The guy makes a good case. He should be a politician.
It's probably a more generic problem. You simply cannot be doing the
things you did yesterday, and expect everything to remain the same. The
world around us is in constant flux, and if you don't adapt (which is a
constant process), you'll soon encounter the effects of Mr Darwin's
little theory.
At work, we're now off-shoring quite a bit of development work to India
(still part of the same multinational, BTW, so technically speaking
they're our colleagues and not our suppliers, although from a commercial
point of view they're more like the latter). These guys actually do a
pretty good job, and I'm difficult to please when it comes to code quality.
As a result, my job has changed as well. If I didn't adapt to that,
well, I'd better go and polish up my CV.
When it comes to music, it used to be quite elitist. There were the big
names, plus a whole load of wannabees that you'd never hear of. That
business model didn't work too well either for the record companies,
because the wannabees cost more money than they yielded, and this would
have to be compensated by the big names.
Nowadays, every man and his dog can be a wannabee and buy professional
grade equipment for a laughably low amount of money, which in a sense
should be brilliant for the record companies: they could just drop all
aspiring, starving artists and try and find the Next Big Thing.
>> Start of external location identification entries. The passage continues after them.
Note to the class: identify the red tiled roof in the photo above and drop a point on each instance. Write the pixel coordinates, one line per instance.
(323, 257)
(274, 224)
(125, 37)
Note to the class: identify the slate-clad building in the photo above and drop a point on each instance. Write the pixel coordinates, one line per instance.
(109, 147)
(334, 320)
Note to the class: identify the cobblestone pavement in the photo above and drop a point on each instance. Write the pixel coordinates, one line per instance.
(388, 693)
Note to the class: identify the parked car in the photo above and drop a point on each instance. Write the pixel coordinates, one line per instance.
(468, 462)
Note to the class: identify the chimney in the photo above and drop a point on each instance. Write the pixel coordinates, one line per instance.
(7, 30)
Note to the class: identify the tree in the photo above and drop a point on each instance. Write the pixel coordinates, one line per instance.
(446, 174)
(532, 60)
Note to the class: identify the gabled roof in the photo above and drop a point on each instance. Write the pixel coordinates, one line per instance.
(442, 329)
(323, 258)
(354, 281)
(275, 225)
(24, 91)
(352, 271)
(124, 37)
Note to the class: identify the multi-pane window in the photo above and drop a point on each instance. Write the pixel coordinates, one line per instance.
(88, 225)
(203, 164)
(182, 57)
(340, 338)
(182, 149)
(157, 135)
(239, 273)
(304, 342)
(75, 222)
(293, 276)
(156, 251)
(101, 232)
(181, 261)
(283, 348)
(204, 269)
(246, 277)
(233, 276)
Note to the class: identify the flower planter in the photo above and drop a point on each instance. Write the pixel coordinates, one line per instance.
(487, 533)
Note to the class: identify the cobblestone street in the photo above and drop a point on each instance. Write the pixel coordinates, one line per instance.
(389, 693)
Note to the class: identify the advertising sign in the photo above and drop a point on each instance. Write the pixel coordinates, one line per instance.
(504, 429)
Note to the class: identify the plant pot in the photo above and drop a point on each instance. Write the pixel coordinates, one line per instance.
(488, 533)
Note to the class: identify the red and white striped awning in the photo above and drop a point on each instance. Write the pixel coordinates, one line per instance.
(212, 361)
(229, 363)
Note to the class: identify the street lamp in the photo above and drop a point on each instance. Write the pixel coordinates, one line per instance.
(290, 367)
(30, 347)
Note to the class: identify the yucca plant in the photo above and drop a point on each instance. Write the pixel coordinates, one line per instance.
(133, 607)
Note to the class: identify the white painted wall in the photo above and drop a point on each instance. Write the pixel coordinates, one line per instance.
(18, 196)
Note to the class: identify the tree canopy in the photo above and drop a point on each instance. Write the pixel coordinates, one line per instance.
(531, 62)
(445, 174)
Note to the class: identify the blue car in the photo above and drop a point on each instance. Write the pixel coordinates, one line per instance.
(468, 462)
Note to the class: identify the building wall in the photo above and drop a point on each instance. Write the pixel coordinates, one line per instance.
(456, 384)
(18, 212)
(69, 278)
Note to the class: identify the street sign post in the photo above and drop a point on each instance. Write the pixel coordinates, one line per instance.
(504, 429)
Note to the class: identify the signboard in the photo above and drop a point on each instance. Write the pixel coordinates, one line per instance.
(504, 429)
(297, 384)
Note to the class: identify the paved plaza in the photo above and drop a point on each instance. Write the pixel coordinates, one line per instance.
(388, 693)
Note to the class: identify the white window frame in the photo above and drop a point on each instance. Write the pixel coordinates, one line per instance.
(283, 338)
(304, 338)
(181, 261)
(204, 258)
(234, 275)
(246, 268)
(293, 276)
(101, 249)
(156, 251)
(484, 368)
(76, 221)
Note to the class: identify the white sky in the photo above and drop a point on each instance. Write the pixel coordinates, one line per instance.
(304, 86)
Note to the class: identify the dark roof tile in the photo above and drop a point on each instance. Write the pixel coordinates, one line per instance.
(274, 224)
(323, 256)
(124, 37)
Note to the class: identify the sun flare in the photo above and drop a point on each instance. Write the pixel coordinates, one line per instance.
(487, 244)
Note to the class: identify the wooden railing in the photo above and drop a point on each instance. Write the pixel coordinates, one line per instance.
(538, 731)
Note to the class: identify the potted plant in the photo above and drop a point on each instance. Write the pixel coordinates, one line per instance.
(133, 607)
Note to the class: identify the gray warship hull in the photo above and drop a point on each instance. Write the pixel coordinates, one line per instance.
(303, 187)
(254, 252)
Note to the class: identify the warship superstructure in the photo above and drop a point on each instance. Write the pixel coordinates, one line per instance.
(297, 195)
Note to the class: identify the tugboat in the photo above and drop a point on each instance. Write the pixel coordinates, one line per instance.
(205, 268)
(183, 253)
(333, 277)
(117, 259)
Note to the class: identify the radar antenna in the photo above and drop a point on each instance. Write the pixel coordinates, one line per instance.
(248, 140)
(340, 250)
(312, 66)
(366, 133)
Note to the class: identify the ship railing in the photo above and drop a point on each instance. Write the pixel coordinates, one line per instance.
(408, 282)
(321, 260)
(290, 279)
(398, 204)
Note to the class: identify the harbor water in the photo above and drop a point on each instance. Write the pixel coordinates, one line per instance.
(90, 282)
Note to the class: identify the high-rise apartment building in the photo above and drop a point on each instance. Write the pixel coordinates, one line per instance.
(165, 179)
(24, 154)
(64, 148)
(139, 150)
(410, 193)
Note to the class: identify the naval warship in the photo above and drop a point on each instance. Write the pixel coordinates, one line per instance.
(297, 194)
Ergo,
you see X Factor, American Idol, Britain's Got Talent, and we're treated
to One Direction.
As an aside, I'm quite sure that right now, some people are doing some
fundamental research into search engines that scour YouTube and
SoundCloud, and throw some mathematical analysis at the music to try and
find that Next Big Thing. After all, they're relaying fibre optic cables
to be able to buy stocks a fraction of a second quicker, so with all
these billions at stake, there's bound to be someone doing this.
But the big, nay, huge mistake that the record companies made was
resisting the change. A lot of lobbying got them legislation like the
DMCA, but it's like legislating against a tidal wave. Things have changed.
I'm 100% sure that the whole music business will keep evolving. Maybe
there's now a sort of musical version of communism at work, but that
won't last either. How will it evolve? Not a clue.